[PATCH phy-next 12/13] phy: lynx-10g: new driver

Fri May 29 05:34:15 PDT 2026

On Thu, May 28, 2026 at 06:20:29PM +0000, sashiko-bot at kernel.org wrote:
> Thank you for your contribution! Sashiko AI review found 5 potential issue(s) to consider:
> 
> New issues:
> - [High] Lockless read-modify-write operations on the LNaGCR0 register create a data race between asynchronous CDR lock checks and PHY configuration.
> - [Medium] The return value of lynx_10g_lane_enable_pcvt() is discarded when called inside WARN_ON(), masking hardware configuration failures.
> - [Medium] The return value of lynx_pcvt_rmw() for the CR(0) register is completely ignored, masking potential hardware failures.
> - [Medium] lynx_10g_validate() incorrectly permits transitions from LANE_MODE_UNKNOWN, which are later rejected by lynx_10g_set_mode().
> 
> Pre-existing issues:
> - [Critical] The delayed work priv->cdr_check may unconditionally re-arm itself, leading to a Use-After-Free upon device unbind or module removal.
> --
> 
> commit 8617183053a524e1cbc4453e0e8f8e478c4cf8ef
> Author: Vladimir Oltean <vladimir.oltean at nxp.com>
> 
> phy: lynx-10g: new driver
> 
> Introduce a driver for the networking lanes of the 10G Lynx SerDes
> block, present on the majority of Layerscape and QorIQ (Freescale/NXP)
> SoCs.
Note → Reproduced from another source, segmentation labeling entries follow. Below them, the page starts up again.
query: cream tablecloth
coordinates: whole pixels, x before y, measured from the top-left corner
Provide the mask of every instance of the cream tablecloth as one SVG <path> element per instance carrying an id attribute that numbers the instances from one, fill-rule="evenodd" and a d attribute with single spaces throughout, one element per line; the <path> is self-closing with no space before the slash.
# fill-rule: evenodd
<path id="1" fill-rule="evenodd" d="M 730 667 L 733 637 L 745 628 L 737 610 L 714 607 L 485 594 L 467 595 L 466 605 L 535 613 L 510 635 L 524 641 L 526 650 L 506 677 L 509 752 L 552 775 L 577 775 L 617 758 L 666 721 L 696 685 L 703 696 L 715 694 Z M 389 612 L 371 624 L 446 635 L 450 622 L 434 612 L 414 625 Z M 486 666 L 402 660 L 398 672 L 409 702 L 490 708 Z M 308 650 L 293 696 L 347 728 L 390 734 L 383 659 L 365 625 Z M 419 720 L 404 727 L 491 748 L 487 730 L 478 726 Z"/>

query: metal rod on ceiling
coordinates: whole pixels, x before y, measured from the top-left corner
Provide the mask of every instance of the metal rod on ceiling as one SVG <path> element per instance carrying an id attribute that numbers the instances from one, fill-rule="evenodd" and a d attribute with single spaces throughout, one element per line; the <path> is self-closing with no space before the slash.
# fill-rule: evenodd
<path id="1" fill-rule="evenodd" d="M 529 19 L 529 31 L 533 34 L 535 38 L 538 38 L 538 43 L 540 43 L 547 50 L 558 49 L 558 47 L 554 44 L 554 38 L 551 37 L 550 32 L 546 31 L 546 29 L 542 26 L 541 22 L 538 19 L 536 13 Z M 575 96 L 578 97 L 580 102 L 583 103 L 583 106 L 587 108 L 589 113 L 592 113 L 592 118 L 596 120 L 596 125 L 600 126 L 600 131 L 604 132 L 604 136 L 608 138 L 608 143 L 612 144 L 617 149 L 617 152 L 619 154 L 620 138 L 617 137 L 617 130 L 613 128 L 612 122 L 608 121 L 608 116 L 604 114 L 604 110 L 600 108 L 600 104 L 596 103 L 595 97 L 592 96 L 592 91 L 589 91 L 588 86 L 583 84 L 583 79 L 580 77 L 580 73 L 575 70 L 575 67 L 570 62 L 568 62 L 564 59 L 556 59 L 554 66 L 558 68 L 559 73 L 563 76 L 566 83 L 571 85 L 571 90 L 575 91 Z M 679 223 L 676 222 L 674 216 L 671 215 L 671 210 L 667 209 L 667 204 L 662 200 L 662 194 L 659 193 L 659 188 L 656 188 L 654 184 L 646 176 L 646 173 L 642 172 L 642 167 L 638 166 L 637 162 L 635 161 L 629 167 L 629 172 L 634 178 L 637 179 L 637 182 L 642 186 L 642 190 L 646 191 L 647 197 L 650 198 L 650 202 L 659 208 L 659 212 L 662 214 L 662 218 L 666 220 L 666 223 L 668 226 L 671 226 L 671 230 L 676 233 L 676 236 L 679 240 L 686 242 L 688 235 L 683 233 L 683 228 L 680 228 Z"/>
The consumers use the Generic PHY framework to reconfigure the SerDes
> for requested link modes.
> 
> > diff --git a/drivers/phy/freescale/phy-fsl-lynx-10g.c b/drivers/phy/freescale/phy-fsl-lynx-10g.c
> > new file mode 100644
> > index 0000000000000..28b0823574684
> > --- /dev/null
> > +++ b/drivers/phy/freescale/phy-fsl-lynx-10g.c
> > @@ -0,0 +1,1319 @@
> 
> [ ... ]
> 
> > +static void lynx_10g_cdr_lock_check(struct lynx_lane *lane)
> > +{
> > +	u32 tcsr3 = lynx_lane_read(lane, LNaTCSR3);
> > +
> > +	if (tcsr3 & LNaTCSR3_CDR_LCK)
> > +		return;
> > +
> > +	dev_dbg(&lane->phy->dev,
> > +		"Lane %c CDR unlocked, resetting receiver...\n",
> > +		'A' + lane->id);
> > +
> > +	lynx_lane_rmw(lane, LNaGCR0, LNaGCR0_RRST_ON, LNaGCR0_RRST);
> 
> [Severity: High]
> Can concurrent modifications to the LNaGCR0 register corrupt its state?
> 
> Since the priv->cdr_check work runs asynchronously, it could call
> lynx_10g_cdr_lock_check() and modify LNaGCR0 at the same time the PHY
> framework calls phy_power_on(), phy_power_off(), or phy_set_mode(). These
> functions also read-modify-write LNaGCR0 without per-lane locking,
> potentially dropping reset or power-down bits.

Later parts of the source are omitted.